SEORANG ibu mati bunuh diri bersama dua anaknya: di mana kehadiran negara? Ditulis oleh Cahyadi Takariawan.
Ketahanan keluarga Indonesia kembali diuji. Bertubi-tubi persoalan menghimpit keluarga Indonesia, sejak masalah pertengkaran hingga kasus bunuh diri.
Salah satu pemicu persoalan keluarga adalah faktor ekonomi. Sulitnya mencari pekerjaan, sulitnya mencari penghasilan yang layak untuk mencukupi kebutuhan keluarga, ketimpangan kesejahteraan yang makin luas, membuat persoalan ekonomi semakin kompleks.
Kenyataan menunjukkan, tekanan ekonomi bisa berdampak luas dalam kehidupan keluarga. Jika tak ada solusi dan daya dukung sosial yang memadai, masalah ekonomi bisa berkembang menjadi tekanan kejiwaan yang berat.
Beberapa waktu lalu, seorang ibu di Kabupaten Bandung diketahui mengakhiri hidup bersama dua anak kecilnya. Polisi menduga, keputusan mengakhiri hidup dilakukan oleh pelaku karena tekanan ekonomi yang sangat berat.

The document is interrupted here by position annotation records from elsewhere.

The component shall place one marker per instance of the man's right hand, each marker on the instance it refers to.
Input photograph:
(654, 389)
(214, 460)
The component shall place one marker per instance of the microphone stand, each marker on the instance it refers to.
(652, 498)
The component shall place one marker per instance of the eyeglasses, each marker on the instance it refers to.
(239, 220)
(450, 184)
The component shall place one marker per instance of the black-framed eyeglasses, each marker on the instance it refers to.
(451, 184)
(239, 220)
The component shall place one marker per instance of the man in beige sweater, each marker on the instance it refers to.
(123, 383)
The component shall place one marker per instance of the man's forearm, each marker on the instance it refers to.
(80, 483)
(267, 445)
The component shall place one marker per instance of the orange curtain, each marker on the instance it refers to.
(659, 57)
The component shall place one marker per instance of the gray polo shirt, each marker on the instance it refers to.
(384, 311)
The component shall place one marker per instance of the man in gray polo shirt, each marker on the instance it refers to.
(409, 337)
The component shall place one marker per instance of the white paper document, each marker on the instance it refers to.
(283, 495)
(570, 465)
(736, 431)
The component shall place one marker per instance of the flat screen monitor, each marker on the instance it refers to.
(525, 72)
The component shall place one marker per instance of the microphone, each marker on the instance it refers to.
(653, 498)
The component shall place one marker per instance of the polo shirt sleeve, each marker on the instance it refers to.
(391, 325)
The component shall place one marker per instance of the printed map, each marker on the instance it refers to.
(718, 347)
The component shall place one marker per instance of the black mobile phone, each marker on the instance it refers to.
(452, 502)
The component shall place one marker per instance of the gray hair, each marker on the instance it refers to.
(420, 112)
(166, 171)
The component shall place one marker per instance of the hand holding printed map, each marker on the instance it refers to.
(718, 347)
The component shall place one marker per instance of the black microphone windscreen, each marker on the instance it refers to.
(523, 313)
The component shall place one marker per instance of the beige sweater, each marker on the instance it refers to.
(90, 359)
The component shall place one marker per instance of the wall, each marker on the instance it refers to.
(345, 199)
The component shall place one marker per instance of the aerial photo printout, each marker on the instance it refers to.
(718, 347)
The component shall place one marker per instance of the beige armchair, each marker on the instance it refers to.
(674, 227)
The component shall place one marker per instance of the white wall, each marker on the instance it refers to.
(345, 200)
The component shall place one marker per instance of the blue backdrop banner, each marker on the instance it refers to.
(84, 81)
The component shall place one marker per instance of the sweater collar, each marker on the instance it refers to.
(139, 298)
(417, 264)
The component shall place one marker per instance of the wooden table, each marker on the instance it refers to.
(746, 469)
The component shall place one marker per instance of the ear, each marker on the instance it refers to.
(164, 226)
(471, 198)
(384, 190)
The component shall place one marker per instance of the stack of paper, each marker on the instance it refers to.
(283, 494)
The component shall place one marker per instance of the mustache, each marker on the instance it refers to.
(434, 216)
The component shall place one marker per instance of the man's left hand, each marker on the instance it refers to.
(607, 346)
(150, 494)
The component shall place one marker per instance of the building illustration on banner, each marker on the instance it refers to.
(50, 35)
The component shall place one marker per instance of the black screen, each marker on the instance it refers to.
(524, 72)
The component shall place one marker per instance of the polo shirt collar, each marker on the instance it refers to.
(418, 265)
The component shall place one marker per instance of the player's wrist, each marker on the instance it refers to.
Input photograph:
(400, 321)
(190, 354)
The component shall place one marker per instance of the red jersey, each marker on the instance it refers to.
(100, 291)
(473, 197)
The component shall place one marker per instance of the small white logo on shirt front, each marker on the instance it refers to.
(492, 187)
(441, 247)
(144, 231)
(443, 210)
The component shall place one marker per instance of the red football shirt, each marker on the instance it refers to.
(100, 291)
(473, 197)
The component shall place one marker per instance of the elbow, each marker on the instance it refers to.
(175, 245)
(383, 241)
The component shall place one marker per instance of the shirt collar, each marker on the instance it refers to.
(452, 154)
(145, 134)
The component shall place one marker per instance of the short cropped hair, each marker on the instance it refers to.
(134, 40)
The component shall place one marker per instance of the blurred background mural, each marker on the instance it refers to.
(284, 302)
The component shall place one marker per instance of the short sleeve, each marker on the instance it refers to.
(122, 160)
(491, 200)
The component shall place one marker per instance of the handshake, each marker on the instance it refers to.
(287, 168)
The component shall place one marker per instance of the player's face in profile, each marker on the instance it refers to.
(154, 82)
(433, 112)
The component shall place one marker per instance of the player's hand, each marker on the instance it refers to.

Jangan cepat menilai bahwa pelaku bunuh diri adalah kalangan yang kurang beriman. Karena terdapat sangat banyak faktor yang saling berhubungan, yang mendorong seseorang nekat mengakhiri hidup.
Kalangan pengamat menilai ini adalah salah satu bukti kegagalan negara dalam menjamin kehidupan yang layak bagi masyarakat kelas bawah. Kehadiran negara belum cukup kuat dirasakan bagi masyarakat kalangan bawah.

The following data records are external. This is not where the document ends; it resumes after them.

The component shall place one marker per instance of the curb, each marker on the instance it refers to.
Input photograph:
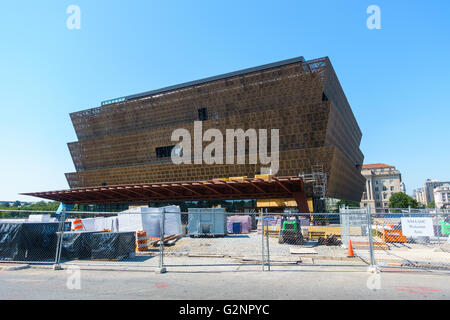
(16, 267)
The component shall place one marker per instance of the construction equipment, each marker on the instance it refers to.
(290, 231)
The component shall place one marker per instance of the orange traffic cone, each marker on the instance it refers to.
(350, 253)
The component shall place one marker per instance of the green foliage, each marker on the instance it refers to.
(402, 200)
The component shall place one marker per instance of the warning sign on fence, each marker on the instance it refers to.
(417, 227)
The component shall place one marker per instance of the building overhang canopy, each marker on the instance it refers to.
(226, 189)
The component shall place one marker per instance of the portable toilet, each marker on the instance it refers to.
(210, 222)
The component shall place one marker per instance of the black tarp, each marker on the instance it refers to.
(28, 241)
(38, 241)
(112, 245)
(9, 240)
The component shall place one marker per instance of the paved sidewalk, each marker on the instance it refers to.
(223, 282)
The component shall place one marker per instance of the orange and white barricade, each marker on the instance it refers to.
(77, 225)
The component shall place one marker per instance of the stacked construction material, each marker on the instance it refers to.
(149, 220)
(244, 221)
(274, 225)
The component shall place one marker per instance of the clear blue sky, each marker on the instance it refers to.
(396, 79)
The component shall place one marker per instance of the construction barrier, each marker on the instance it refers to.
(141, 242)
(204, 238)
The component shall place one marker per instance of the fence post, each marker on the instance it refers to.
(267, 242)
(161, 268)
(262, 238)
(60, 235)
(369, 230)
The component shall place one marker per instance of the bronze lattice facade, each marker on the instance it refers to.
(125, 141)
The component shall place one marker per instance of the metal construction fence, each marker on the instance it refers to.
(200, 239)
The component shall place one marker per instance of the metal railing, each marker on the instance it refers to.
(205, 238)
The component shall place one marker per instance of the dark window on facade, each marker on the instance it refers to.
(202, 114)
(164, 152)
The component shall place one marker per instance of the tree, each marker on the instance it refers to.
(402, 200)
(432, 204)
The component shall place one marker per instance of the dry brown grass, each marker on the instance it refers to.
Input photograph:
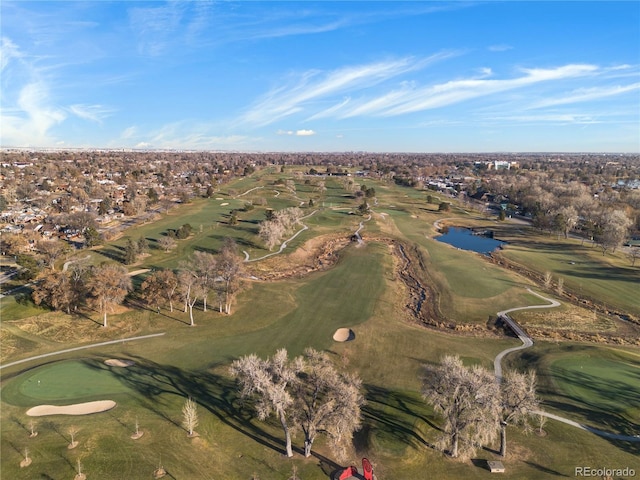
(60, 328)
(571, 318)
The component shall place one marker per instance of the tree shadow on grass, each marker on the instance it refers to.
(218, 394)
(392, 414)
(545, 470)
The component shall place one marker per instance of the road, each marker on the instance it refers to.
(528, 342)
(522, 335)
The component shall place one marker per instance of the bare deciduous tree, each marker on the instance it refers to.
(469, 401)
(166, 243)
(190, 415)
(191, 290)
(205, 267)
(108, 285)
(160, 285)
(271, 232)
(614, 227)
(55, 290)
(326, 401)
(518, 401)
(633, 253)
(52, 250)
(229, 272)
(269, 381)
(542, 420)
(73, 431)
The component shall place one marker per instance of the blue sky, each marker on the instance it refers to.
(322, 76)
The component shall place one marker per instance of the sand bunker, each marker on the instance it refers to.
(76, 409)
(115, 362)
(344, 335)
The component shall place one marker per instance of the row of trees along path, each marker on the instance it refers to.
(527, 342)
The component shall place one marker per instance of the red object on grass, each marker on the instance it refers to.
(368, 470)
(348, 472)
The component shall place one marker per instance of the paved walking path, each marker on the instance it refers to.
(67, 350)
(282, 246)
(528, 342)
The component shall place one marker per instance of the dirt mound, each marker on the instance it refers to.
(75, 409)
(344, 335)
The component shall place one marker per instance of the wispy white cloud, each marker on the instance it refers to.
(500, 48)
(545, 118)
(297, 133)
(305, 133)
(94, 113)
(129, 132)
(8, 51)
(156, 26)
(29, 123)
(188, 136)
(588, 94)
(408, 99)
(313, 85)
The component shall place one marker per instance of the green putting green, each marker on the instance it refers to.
(594, 381)
(62, 382)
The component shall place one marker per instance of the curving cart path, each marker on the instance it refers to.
(528, 342)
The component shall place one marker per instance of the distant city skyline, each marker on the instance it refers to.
(322, 76)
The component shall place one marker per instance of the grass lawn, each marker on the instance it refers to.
(595, 385)
(361, 292)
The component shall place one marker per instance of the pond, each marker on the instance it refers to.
(467, 239)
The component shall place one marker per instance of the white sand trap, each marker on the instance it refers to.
(115, 362)
(344, 335)
(76, 409)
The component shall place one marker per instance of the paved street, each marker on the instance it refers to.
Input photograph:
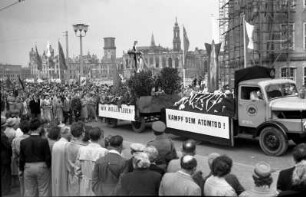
(245, 154)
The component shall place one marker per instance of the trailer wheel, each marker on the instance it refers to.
(139, 125)
(272, 141)
(111, 122)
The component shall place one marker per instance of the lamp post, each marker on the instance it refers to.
(80, 31)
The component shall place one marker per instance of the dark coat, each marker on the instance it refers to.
(106, 173)
(35, 106)
(140, 182)
(284, 181)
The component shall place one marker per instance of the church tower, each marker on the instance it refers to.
(176, 37)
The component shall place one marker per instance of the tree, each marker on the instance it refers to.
(170, 80)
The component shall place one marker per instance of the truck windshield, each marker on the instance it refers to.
(281, 90)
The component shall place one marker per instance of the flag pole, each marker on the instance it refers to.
(244, 42)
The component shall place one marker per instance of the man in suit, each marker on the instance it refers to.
(35, 107)
(108, 169)
(180, 183)
(284, 182)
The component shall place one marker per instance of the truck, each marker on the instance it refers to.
(265, 108)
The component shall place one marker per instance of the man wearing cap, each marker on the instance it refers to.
(6, 154)
(108, 169)
(135, 148)
(163, 144)
(142, 181)
(180, 183)
(262, 181)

Perempuan 34 tahun itu ditemukan gantung diri di kusen pintu kamarnya. Sementara dua anaknya yang berusia 9 tahun dan 11 bulan ditemukan sudah tak bernyawa, tak jauh dari jasad sang ibu.
Sebelum bunuh diri, perempuan itu sempat menulis surat. Dalam suratnya, ia mengungkapkan masalah keluarga yang terkait dengan kesulitan ekonomi dan perbuatan sang suami.
Buntu. Itulah kondisi yang dihadapi ibu dua anak tersebut. Ia tidak tahu jalan keluar. Ia tidak tahu tempat mengadukan persoalan. Ia tidak percaya ada pihak yang bisa membantunya keluar dari masalah yang mendera.
Baca juga: Ibu Tewas Bunuh Diri Setelah Meracuni Dua Anaknya, KPAI Sebut Filisida Maternal
Ibu Mati Bunuh Diri, Negara Diam
Jika kita bawa ke kisah zaman terdahulu, kita bertemu perempuan miskin yang memasak batu untuk menghibur anak-anaknya yang kelaparan.
“Khalifah tidak memedulikan kondisi kami”, begitu ucapannya. Ia tidak tahu sedang berbicara dengan Khalifah.
Segera Khalifah bergegas mengambil gandum ke baitul mal negara, dan mengangkat sendiri karung gandum itu agar diberikan kepada ibu yang tak memiliki apapun untuk dimasak.
Zaman dulu, Khalifah Umar sangat khawatir jika ada unta mati di masa kepemimpinannya, kelak ia akan dimintai pertanggungjawaban oleh Allah. Bagaimana dengan ibu yang mati karena beban ekonomi?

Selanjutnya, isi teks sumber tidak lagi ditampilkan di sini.